Thursday, February 4, 2016

No more winter winds....

Luckily, even though it is a 1920's house, it has replacement windows.  However, they were cheap replacement windows 20 years ago, so they leak air like a sieve.  Even though this has been an extremely mild winter thus far (58 degrees on Feb 1, 2016 and 52 degrees on Feb 4, 2016), I am still committed to making energy efficient improvements.  Enter the interior storm widow build.

If you have not heard of interior storm windows, maybe you have seen people in cold climates cover their windows with plastic to stop the draft coming in?  This is like that, but better.  I have built frames that are then wrapped on both sides with shrink wrap plastic so you end up with a double glazed plastic window insert.  The frames are made 1/2" smaller than the window openings.  This enables them to be edged with 1/2 by 1/2 foam weather stripping that makes them a tight press fit into the window.  It also seals the window area, and makes a big difference in air infiltration.  With less air flowing into the house, there is less hot air being displaced, so the house stays warmer, and the heat runs less.  With a cost of between $10-20 per window, this may seem like a large outlay of money, but my dad, who has also done this, said for the 60ish windows in his house, it paid itself back in under a year.  While I have not kept detailed records, and also have not done a winter in this house without them, I cannot speak to how quickly they will pay themselves back.  On the other hand, I can feel a marked difference in how warm the house feels, and how long it takes for the heat to kick on.
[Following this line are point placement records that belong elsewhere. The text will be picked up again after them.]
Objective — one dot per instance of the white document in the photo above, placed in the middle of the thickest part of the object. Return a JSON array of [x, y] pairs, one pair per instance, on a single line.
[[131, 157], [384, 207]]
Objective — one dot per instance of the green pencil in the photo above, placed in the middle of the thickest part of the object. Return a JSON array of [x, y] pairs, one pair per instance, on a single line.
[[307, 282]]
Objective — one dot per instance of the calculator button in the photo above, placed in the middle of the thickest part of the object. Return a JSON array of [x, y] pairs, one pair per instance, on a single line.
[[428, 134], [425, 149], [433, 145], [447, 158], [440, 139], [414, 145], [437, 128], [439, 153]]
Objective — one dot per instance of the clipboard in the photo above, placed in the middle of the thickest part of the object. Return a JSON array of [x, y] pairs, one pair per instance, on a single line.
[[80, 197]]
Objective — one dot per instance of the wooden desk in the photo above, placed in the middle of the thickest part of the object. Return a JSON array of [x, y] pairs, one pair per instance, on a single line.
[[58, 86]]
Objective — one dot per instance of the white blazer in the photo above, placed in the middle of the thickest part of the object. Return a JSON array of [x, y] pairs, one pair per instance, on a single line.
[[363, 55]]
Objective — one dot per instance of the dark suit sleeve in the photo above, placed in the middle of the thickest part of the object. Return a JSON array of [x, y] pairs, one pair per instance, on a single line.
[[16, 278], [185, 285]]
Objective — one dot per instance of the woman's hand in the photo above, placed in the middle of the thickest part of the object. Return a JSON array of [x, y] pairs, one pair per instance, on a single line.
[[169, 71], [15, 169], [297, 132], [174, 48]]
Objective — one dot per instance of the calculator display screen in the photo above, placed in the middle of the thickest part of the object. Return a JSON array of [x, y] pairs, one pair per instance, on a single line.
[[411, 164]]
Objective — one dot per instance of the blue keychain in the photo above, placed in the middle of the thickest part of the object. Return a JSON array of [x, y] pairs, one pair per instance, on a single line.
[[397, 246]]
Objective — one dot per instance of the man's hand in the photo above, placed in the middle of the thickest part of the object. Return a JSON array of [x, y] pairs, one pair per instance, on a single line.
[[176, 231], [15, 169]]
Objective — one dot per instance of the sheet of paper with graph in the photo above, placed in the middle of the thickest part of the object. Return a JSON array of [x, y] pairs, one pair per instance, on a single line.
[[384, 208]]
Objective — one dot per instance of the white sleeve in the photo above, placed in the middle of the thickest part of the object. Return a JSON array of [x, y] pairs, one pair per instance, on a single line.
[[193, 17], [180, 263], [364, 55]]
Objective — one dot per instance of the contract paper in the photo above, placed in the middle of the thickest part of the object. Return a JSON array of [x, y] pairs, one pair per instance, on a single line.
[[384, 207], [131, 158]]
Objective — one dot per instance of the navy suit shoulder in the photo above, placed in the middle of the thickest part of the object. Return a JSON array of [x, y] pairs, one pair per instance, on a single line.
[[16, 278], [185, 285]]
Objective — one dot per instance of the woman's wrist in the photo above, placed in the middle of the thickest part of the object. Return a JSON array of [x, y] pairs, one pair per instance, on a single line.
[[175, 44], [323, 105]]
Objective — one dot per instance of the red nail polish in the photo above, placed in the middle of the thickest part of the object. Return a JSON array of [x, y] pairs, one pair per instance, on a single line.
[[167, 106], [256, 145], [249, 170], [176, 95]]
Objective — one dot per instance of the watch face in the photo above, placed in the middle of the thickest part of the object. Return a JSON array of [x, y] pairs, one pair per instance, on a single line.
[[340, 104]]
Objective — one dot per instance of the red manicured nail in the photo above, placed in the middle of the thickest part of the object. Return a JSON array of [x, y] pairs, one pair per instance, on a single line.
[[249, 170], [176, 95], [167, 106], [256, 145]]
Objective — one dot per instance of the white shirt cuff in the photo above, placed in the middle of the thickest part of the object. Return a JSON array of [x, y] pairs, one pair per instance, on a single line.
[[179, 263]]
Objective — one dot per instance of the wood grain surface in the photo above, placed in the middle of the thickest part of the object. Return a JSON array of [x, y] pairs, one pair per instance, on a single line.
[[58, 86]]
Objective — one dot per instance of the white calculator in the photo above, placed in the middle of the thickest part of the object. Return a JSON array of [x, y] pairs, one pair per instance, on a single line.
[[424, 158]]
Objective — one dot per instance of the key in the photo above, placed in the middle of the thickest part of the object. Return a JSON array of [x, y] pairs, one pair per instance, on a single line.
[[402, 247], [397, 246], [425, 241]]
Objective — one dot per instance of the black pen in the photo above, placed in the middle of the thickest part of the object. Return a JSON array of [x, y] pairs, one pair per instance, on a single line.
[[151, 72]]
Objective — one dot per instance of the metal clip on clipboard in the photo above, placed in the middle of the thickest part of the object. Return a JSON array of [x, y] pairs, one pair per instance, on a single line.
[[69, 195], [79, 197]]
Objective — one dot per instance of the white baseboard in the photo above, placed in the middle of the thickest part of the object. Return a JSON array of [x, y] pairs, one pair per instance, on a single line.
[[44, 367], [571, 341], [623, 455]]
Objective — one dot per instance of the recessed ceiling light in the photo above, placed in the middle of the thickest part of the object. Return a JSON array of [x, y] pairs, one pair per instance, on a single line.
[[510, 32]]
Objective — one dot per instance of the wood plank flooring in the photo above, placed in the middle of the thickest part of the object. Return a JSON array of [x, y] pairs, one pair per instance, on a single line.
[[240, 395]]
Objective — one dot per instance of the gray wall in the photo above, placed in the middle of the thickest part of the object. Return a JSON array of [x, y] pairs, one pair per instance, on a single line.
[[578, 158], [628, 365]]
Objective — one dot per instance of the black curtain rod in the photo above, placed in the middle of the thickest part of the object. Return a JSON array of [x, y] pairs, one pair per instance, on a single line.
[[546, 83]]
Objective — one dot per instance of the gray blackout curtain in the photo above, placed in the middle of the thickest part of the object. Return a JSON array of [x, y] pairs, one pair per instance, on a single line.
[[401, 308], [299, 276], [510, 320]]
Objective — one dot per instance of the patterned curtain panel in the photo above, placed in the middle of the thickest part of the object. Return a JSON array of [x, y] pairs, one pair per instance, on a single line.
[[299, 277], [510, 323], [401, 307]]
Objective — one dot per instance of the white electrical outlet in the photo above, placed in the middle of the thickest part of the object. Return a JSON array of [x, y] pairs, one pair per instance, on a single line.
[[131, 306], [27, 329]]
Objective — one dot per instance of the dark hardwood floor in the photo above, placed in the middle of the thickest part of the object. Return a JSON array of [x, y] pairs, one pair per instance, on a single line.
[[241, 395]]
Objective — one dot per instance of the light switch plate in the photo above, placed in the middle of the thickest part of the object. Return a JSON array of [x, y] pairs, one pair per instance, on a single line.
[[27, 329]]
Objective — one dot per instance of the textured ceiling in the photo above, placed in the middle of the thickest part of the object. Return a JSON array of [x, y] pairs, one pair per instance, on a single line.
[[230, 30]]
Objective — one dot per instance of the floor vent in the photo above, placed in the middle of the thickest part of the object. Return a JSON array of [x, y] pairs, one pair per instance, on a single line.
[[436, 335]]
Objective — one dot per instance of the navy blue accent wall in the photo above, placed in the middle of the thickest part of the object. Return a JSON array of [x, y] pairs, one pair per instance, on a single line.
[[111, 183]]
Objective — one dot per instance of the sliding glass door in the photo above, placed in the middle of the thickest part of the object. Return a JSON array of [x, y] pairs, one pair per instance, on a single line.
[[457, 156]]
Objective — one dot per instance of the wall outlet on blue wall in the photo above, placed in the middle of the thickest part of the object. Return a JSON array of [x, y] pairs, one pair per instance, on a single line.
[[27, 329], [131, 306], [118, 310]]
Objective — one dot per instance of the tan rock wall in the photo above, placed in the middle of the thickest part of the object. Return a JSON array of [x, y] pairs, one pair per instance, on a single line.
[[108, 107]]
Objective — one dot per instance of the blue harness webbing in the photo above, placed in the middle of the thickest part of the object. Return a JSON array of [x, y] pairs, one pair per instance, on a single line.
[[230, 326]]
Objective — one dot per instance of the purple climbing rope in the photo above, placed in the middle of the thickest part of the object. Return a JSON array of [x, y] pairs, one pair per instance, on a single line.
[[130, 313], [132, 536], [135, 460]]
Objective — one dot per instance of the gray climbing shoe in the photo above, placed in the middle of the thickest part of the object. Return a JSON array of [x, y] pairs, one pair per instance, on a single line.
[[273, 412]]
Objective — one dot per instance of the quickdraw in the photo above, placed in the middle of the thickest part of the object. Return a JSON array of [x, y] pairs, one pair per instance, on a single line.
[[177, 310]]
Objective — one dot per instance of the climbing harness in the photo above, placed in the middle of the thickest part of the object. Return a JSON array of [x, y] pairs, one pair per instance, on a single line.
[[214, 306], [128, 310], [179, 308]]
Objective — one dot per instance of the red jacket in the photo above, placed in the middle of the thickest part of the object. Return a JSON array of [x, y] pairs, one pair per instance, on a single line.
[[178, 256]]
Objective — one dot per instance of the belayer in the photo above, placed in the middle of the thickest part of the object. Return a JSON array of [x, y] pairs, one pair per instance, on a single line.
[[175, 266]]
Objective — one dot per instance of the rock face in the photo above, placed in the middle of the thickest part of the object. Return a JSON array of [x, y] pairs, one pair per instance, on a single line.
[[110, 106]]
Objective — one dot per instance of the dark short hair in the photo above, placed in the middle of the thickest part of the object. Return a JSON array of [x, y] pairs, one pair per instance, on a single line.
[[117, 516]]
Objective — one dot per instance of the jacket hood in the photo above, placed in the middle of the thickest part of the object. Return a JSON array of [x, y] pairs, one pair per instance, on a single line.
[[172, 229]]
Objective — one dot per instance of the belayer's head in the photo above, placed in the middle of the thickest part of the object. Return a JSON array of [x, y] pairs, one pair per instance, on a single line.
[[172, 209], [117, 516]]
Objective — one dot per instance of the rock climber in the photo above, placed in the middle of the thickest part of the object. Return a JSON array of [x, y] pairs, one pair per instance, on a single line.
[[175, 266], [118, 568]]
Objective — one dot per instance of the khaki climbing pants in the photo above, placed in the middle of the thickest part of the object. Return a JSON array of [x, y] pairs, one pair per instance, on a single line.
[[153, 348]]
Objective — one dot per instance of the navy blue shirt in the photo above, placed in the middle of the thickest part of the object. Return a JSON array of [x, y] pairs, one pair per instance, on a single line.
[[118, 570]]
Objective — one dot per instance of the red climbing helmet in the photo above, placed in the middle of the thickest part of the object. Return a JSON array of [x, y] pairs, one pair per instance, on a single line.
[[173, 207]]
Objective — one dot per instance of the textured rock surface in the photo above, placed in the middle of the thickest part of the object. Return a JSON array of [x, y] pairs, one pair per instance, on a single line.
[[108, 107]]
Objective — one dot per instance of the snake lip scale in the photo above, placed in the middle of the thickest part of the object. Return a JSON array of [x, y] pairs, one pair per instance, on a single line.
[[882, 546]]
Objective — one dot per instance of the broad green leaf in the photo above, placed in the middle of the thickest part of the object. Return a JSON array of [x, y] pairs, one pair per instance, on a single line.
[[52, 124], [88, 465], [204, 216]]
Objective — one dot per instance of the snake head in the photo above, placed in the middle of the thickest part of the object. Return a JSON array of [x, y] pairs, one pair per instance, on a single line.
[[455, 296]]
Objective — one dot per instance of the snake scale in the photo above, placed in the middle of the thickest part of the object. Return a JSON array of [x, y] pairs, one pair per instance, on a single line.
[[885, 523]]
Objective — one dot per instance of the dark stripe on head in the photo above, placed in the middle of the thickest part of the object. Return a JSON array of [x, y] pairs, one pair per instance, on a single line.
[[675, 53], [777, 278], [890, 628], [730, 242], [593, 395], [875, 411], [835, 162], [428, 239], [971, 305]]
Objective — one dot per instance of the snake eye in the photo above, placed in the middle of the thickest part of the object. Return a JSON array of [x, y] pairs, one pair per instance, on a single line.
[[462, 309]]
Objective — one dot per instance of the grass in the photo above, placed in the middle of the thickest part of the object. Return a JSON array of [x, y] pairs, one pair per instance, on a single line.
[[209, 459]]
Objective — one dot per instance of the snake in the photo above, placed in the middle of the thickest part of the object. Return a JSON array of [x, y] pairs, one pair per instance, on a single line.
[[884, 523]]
On a tip from my dad, I bought pre-primed, finger-jointed boards, as my windows are white.  This means that I did not have to paint them to match, which cut down on the time it takes to cut, assemble, cover, and install them.  You do have to be careful when assembling them to make sure the primed edge is facing in, as I ripped 1x4's in half, so one edge is bare wood.  The added complication for me was that I used half lap joints to assemble them (stronger than butt joints), so I had to consider which side the dado's were on.  Not all of my interior storms ended up with white borders on the inside, but it is trivial.

Because these windows are covered in shrink wrap material, if a storm window has a dimension of more then about 50", a cross piece is necessary.  If the crosspiece is not used, the shrink wrap will pull the center of the frame inward, making it no longer line up with the window frame (read: it leaks air, otherwise).


If you do a good job measuring where the crosspiece gets installed in relation to the window, it essentially disappears where the two window halves meet.  This makes the interior storms almost invisible.















On the other hand, if you are installing one where no one is likely to see it, who cares what it looks like.  This is covering the hatch to the attic crawl space.  I attempted to weather strip the hatch and insulate it, but both were poorly executed due to space and time constraints.  The hatch is the weak point in the attic insulation at this point anyway, since I blew in about 25 bags of cellulose insulation this fall.  When the house was inspected we were told there was only 0-10" of insulation up there.  In climate zone 6, code for attic insulation is r-49+.  With a maximum of r-32 up there, we were deficient in insulation, especially when you consider that over the dormer-ed sections had none.  By cutting access holes and blowing in 25 bags worth of insulation, we are now above r-49 pretty much everywhere.  The only places the are deficient are the attic hatch and the cathedral sections.  Those are posts for the future though!